Several more could have been ejected. Like J.P. Howell, who sprinted from the bullpen to drape Ward around the photo-well railing. Like Mattingly, who threw Arizona coach Alan Trammell to the ground.
"I have no personal beef with any of those guys," Howell said. "It's just part of the gig."
Schumaker was the most eloquent in explaining why the Dodgers were so fired up.
"I've never seen a pitcher throw at two different guys' heads before," he said. "It's dangerous. It's different if it's a beanball war. I've been a part of those before. I get it. It's part of the game. I like it. It gets guys going. It gets the fans fired up. I get all that. I love it. But when you start throwing at guys' heads, it's a different story."
Arizona took the lead in the fifth inning when plate umpire Clint Fagan ruled that Greinke had grazed former Dodger Cody Ross with a pitch and Jason Kubel homered into the Arizona bullpen.
After Ethier's homer, the Diamondbacks broke the tie in the eighth inning off Howell. He allowed a one-out double to pinch-hitter A.J. Pollock and walked Parra. Guerrier relieved and allowed an RBI single to Willie Bloomquist.

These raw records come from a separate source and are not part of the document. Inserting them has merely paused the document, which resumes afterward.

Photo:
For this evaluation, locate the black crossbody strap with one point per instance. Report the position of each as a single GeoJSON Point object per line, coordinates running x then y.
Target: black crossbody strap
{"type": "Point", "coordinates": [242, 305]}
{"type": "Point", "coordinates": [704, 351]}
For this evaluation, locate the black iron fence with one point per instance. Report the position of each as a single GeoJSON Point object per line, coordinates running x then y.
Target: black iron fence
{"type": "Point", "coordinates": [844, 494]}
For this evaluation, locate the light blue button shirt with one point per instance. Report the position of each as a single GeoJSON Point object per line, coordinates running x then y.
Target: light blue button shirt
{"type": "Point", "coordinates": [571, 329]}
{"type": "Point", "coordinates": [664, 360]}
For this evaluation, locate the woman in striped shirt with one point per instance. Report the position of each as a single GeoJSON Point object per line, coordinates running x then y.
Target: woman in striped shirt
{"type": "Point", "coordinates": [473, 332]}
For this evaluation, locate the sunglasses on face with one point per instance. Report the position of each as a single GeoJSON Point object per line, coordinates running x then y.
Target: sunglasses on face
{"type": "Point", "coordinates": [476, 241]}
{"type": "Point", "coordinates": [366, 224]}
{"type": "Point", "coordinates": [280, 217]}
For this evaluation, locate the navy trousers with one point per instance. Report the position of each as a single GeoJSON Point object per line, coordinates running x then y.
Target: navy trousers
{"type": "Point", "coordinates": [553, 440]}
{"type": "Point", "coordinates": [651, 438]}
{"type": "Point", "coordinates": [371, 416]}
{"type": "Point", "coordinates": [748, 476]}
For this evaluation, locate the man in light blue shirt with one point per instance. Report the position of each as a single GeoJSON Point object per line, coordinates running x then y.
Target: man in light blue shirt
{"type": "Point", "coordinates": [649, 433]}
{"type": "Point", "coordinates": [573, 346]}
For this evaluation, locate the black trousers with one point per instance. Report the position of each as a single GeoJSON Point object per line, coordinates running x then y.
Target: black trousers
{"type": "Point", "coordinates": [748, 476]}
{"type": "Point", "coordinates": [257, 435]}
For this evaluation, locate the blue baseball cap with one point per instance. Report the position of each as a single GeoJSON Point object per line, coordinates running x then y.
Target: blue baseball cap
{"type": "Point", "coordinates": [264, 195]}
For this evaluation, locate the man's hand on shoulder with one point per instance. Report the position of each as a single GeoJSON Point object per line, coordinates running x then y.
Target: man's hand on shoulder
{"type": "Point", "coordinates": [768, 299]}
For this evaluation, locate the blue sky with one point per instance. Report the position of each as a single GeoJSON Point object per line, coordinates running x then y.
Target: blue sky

In the winning rally, Adrian Gonzalez, Ethier and Juan Uribe walked to load the bases for Federowicz, who doubled off the left-field wall.
"That was huge. At the big league level, that's my biggest hit," he said. "I stuck with my approach, didn't try to do too much and it paid off."
Kenley Jansen, installed as the closer before the game, struck out two in a perfect ninth to seal the win.
The Dodgers' win snapped a five-game losing streak against Arizona. They did it playing a sixth consecutive game with Hanley Ramirez (hamstring) out of the starting lineup and the second game with Puig batting cleanup.
The series concludes Wednesday night, but Mattingly tried to dial down the rhetoric.
"I'm not going to keep it going," he said. "They got a lot of guys I respect over there. I don't want to sit here and get the testosterone all fired up about fighting. I don't want to see it, it just happened. We didn't walk in here today saying we're going to start a fight."